Bretscher analyzes mountains of immunology literature and points out areas where further research could clarify previous findings or explain contradictory results. His is a thorough review that tosses out enough exciting ideas to occupy graduate students around the globe.
Though the author notes that this book is not as technical as most of his other writings, it is densely packed with information that requires careful reading before one can advance to the next topic. Immunology requires an understanding of its own concepts and a thorough grounding in basic biochemistry and microbiology as well. There is a lot of jargon throughout the work, and terms are helpfully explained in the text and indexed in the glossary.

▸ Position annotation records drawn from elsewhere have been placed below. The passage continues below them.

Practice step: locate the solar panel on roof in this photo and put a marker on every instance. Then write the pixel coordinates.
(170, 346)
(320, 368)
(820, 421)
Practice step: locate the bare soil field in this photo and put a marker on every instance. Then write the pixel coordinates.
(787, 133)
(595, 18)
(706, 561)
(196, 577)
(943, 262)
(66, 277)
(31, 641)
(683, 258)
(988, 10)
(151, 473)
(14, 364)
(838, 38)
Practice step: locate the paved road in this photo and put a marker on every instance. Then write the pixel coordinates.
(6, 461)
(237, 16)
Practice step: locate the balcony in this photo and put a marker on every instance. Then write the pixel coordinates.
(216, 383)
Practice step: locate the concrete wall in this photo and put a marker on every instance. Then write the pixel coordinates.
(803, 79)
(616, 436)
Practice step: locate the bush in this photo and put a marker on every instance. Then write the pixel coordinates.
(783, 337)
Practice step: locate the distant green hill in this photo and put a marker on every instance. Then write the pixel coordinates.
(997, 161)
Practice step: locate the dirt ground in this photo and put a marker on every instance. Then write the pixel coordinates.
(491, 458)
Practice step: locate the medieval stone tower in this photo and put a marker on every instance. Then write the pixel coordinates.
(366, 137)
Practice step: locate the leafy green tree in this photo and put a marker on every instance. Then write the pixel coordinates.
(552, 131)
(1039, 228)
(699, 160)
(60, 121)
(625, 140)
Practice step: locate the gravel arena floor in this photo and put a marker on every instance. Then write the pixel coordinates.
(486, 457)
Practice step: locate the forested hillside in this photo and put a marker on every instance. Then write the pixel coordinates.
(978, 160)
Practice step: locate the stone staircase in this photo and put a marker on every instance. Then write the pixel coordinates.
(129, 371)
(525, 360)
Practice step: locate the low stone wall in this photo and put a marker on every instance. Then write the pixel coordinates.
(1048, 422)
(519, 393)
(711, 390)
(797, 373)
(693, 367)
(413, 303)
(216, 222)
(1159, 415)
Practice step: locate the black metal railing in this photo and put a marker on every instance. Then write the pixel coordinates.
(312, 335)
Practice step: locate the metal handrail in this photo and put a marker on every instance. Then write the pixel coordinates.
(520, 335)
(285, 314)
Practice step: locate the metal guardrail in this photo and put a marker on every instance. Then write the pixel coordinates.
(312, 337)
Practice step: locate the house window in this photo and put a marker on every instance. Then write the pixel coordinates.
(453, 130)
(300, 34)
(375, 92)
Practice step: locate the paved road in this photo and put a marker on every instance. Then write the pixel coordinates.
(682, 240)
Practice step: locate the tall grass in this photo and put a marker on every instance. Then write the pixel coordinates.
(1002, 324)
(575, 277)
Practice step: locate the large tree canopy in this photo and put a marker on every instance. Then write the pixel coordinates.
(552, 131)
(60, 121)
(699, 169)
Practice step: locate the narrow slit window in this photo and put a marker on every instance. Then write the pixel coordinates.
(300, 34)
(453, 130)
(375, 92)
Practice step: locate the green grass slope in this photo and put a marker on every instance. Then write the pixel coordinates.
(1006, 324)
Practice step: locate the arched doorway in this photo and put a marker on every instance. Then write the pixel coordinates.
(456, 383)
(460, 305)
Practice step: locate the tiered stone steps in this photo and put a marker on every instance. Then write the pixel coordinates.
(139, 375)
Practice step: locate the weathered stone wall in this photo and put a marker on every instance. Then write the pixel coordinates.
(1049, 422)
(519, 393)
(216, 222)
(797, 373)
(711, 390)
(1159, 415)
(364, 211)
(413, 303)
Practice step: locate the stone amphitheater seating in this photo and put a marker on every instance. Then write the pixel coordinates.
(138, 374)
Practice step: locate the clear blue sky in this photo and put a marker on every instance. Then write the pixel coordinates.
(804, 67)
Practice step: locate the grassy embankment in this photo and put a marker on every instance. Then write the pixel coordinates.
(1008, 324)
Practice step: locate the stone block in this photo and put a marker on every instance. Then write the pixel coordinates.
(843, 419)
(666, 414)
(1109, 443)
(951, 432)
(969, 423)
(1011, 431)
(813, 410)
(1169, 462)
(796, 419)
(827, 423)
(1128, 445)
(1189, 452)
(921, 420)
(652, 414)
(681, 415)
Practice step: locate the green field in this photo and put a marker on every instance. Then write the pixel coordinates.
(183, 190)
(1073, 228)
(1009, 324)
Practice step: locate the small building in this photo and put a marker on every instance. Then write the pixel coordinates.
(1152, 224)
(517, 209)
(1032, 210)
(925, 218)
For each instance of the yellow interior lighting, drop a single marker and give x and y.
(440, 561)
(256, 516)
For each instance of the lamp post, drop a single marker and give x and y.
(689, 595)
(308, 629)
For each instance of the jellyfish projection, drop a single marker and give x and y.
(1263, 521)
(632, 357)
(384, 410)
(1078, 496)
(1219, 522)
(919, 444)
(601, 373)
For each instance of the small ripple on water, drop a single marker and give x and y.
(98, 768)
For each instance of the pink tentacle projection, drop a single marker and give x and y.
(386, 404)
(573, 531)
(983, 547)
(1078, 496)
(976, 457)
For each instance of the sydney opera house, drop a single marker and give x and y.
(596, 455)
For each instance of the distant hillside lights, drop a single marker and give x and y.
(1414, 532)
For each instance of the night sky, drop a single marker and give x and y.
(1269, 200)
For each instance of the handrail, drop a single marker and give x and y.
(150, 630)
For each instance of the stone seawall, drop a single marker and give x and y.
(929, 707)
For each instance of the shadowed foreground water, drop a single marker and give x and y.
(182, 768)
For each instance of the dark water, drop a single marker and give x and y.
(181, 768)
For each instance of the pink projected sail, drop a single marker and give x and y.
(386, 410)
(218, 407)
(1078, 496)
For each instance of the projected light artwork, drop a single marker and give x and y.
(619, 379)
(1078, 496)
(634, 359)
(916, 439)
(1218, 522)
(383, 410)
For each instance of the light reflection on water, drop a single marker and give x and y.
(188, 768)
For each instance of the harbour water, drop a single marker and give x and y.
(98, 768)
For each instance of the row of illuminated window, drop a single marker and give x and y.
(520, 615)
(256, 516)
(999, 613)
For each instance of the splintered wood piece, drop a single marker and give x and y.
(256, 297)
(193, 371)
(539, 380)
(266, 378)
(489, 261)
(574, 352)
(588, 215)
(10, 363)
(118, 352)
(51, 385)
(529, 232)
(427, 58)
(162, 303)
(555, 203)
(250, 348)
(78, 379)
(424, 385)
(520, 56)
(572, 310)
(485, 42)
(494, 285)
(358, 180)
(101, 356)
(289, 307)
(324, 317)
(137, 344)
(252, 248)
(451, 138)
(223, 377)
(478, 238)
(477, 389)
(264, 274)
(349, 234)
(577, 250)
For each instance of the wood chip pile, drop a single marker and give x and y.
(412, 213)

The author succinctly rehashes pertinent ideas at the head of each new chapter. Illustrations also reinforce important ideas and intracellular reactions. Still, this is a book that presumes a fair amount of scientific or medical literacy, all of which is necessary for its text to be readily accessible. An immunology novice will find it a tough slog, especially if they are unfamiliar with lysis, interleukin-2, clonal selection theory, epitopes, or IgG4.
The final chapters are the most exciting and reveal specific avenues for potential immunological treatment for a number of diseases. The author’s analysis suggests that immune responses might be very specifically regulated to release certain antibodies, or to unleash one of the range of cell-mediated responses in specific situations, holding promise for many medical conditions. He envisions immunological scenarios allowing for the creation of vaccines against HIV and tuberculosis; targeted medical treatments for arresting multiple sclerosis and other autoimmune diseases; screening for susceptibility to certain kinds of cancers and inoculation to trigger immune protection; and protocols for protecting against the rejection of transplanted organs and tissue.
Bretscher is an innovative theorist and an elegant writer, and this book is a valuable contribution to literature on medicine and disease. It provides ideas for further research into harnessing the body’s highly individual immune response to vanquish ailments that have plagued humankind for centuries.